Like this bearded man.

I can't tell you how many manuscripts I've gotten about awkward adolescent males who are transported to another--usually medieval--world where they learn they are the chosen ones of an ancient prophecy and foretold to save all creation. The manuscripts are good, sure, and even publishing's favored child, Harry Potter, is a variant on their formula. But the same story can only be told so many times. If you're going to do fantasy, shake it up. Be a dancing elephant. Be a bearded man in a dress.

In case you're wondering where you might find an example of such shaken-up fantasy, I give you someone who is both a dancing elephant and a bearded man in a dress: George R.R. Martin.

For those of you who don't know, George R. R. Martin (often referred to as GRRM) is the author of the phenomenally successful A Song of Ice and Fire series, which features a wide array of characters battling for the throne of the fictional continent of Westeros. At first glance this seems like typical fantasy--medieval setting, queens riding dragons, magical swords being wielded by knights. It's not, though. The brilliance of the series is that it focuses on multifaceted characters interacting in a complex political environment. These characters and the world they inhabit are portrayed in so relatable a manner that the flourishes of magic they encounter seem believable.
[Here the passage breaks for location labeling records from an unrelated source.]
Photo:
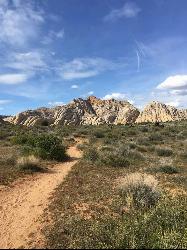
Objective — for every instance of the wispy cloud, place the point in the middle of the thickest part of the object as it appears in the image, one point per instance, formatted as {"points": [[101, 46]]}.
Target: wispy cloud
{"points": [[56, 103], [86, 67], [3, 102], [177, 85], [117, 96], [174, 82], [13, 78], [52, 36], [30, 61], [174, 103], [74, 86], [129, 10], [20, 22]]}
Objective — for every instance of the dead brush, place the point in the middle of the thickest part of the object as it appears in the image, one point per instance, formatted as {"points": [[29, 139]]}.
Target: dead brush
{"points": [[29, 164], [139, 190]]}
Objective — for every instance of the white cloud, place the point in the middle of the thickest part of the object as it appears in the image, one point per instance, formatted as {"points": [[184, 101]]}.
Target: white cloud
{"points": [[86, 67], [117, 96], [90, 92], [129, 10], [3, 102], [19, 22], [174, 82], [174, 103], [74, 86], [33, 60], [13, 78], [56, 103], [53, 35], [181, 92]]}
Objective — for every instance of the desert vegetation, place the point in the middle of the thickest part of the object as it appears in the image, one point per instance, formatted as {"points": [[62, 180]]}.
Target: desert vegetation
{"points": [[127, 191]]}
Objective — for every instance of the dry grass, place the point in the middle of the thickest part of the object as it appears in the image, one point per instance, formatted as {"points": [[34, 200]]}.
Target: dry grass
{"points": [[29, 164], [139, 190]]}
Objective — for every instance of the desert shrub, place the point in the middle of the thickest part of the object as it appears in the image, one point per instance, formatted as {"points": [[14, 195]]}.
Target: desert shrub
{"points": [[119, 156], [143, 141], [49, 147], [113, 159], [167, 169], [142, 149], [132, 145], [144, 129], [139, 190], [20, 139], [91, 154], [156, 137], [166, 152], [45, 123], [29, 164], [44, 146], [161, 227], [99, 133]]}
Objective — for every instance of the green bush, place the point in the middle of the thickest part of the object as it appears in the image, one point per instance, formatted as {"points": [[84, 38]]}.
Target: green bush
{"points": [[156, 137], [113, 159], [168, 169], [91, 154], [29, 164], [44, 146], [164, 152]]}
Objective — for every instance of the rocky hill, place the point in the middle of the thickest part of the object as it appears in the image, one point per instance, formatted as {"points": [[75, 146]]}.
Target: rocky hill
{"points": [[159, 112], [94, 111]]}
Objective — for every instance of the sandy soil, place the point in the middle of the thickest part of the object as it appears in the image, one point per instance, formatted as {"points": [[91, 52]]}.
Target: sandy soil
{"points": [[22, 206]]}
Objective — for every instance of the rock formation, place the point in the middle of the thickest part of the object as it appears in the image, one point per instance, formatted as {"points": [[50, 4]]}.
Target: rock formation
{"points": [[159, 112], [92, 111]]}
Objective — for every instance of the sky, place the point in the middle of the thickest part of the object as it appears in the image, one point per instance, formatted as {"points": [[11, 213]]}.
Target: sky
{"points": [[52, 51]]}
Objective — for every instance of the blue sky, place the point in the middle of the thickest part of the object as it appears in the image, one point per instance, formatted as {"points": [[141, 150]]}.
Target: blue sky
{"points": [[52, 51]]}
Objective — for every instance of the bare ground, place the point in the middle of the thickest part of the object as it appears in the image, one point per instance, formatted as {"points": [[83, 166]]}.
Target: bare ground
{"points": [[22, 205]]}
For its fantastic setting and incredible premise, A Song of Ice and Fire is a human drama. It's fantasy with a twisted edge, fantasy that does not ignore sexuality or financial reality or the nature of man. It is, in essence, a dancing elephant--still an elephant, but way cooler than any other elephant you're going to come across.

That is the kind of fantasy I'd like to see; not a knock-off of Martin's achievement (or of A Game of Thrones, the rocking TV show inspired by his books) but fantasy that challenges fantasy conventions.

I, meanwhile, have decided to shake up my client catalogue--by adding a horror writer! I don't want to name names because we haven't crossed the Ts and dotted the Is, but it's happening and I can't wait to brag to you about it. I've also received my first blog-referred editing client. Remember that you can find my rates and editing contact information here.

I'm off to be a literary agent and will return around this time next week. Keep those elephants dancing while I'm gone.


  1. Dancing elephants are always good! I would imagine you get a lot of 'similar' books. It's always the unique that attracts and inspires though!

  2. Considering I just sent out my query in this realm, I certainly hope mine works as a 'dancing elephant'. I may write about the ever-popular supernatural creatures of vampires, but mine are nothing like I've read anywhere else and come with extremely unique shape shifting dragons. What makes fantasy/paranormal more fun than throwing out the typical mythology behind it all and creating your own?

    I definitely love this post!

    1. Shape-shifting dragons? That's definitely a fresh take!

  3. Love the dancing elephant.

    This is why I grew bored of YA paranormals. They all felt 'been there, done that.'

    1. I know what you mean. It makes the unusual ones that much more special.

  4. Every agent should have a Stephen King in their stable and a dancing elephant on their table.

  5. It's nice how you worked the elephant in quite well with your post, but it would be fascinating to look at in any circumstances. Great pictures.

    There seem to be a lot of tracks stories from various genres tend to fall into; the hero's journey with fantasy, epic battles and revolution in SF, etc., etc.

  6. That little elephant totally needs to steal the bearded man's red hat.

  7. Elephants make everything better! Hmmm....vampire-slaying elephants? Okay, maybe not everything.

    So have you seen the YouTube video of the baby elephant playing in the surf? If dancing elephants are good, dancing, rolling, and kicking-up-its-heels in the ocean elephants up the ante a few orders of magnitude!

  8. Haha. The idea of a dancing elephant is a great way to think of good fantasy. I love it!